Sam F. Holocaust testimony (HVT-1719) interviewed by Devorah Mann
- New York, N.Y. : A Living Memorial to the Holocaust-Museum of Jewish Heritage, 1990
- Interview Date
- November 19, 1990.
- 2 copies: 3/4 in. dub; and 1/2 in. VHS with time coding.
- Cite As
- Sam F. Holocaust Testimony (HVT-1719). Fortunoff Video Archive for Holocaust Testimonies, Yale University Library.

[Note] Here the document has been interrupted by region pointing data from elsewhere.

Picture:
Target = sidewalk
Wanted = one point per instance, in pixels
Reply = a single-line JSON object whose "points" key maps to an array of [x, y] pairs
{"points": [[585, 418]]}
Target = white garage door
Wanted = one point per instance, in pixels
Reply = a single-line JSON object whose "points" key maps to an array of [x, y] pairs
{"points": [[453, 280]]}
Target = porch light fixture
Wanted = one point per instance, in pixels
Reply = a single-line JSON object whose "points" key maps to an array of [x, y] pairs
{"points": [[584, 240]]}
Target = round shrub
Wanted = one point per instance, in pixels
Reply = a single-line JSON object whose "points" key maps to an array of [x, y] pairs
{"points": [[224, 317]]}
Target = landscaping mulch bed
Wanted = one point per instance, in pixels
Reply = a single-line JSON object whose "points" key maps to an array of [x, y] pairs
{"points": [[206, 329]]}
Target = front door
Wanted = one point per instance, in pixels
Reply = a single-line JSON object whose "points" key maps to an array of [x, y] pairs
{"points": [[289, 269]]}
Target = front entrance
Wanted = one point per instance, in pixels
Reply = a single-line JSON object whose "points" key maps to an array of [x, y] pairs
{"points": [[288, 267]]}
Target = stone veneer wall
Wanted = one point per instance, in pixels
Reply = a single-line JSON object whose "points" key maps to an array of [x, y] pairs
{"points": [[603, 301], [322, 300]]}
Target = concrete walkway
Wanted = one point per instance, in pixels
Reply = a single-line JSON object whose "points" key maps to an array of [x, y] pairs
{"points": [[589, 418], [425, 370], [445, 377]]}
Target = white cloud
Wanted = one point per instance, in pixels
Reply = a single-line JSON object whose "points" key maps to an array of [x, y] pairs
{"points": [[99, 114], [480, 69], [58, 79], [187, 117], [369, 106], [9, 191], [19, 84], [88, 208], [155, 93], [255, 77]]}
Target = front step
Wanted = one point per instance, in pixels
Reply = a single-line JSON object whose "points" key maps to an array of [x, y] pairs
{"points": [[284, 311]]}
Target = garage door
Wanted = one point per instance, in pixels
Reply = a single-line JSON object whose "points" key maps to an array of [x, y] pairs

Videotape testimony of Sam F., who was born in Kassel, Germany in 1912, one of six children. He recounts the family's move to Gusakov after World War I; his father's death after a beating by antisemitic Ukrainians; attending Polish school; learning tailoring at age thirteen; working in Przemyśl from age fifteen onward in the Polish military; German invasion; a mass killing of 500 men in Przemyśl; Soviet occupation days later; German invasion; fleeing to the village of a Ukrainian, non-Jewish tailor whom he had helped before; working for him while posing as a non-Jew; hearing his family had been ghettoized in and deported from Przemyśl (no one survived); liberation by Soviet troops in 1944; serving in the Soviet military; returning to Przemyśl; hearing of a pogrom; fleeing to the American occupied zone; living in displaced persons camps in Kassel and Bindermichl; organizing tailor shops there; assistance from the Joint and UNRRA; and emigration to the United States in May 1948. Mr. F. notes he married a woman who had left Gusakov in 1939, weeks before German invasion.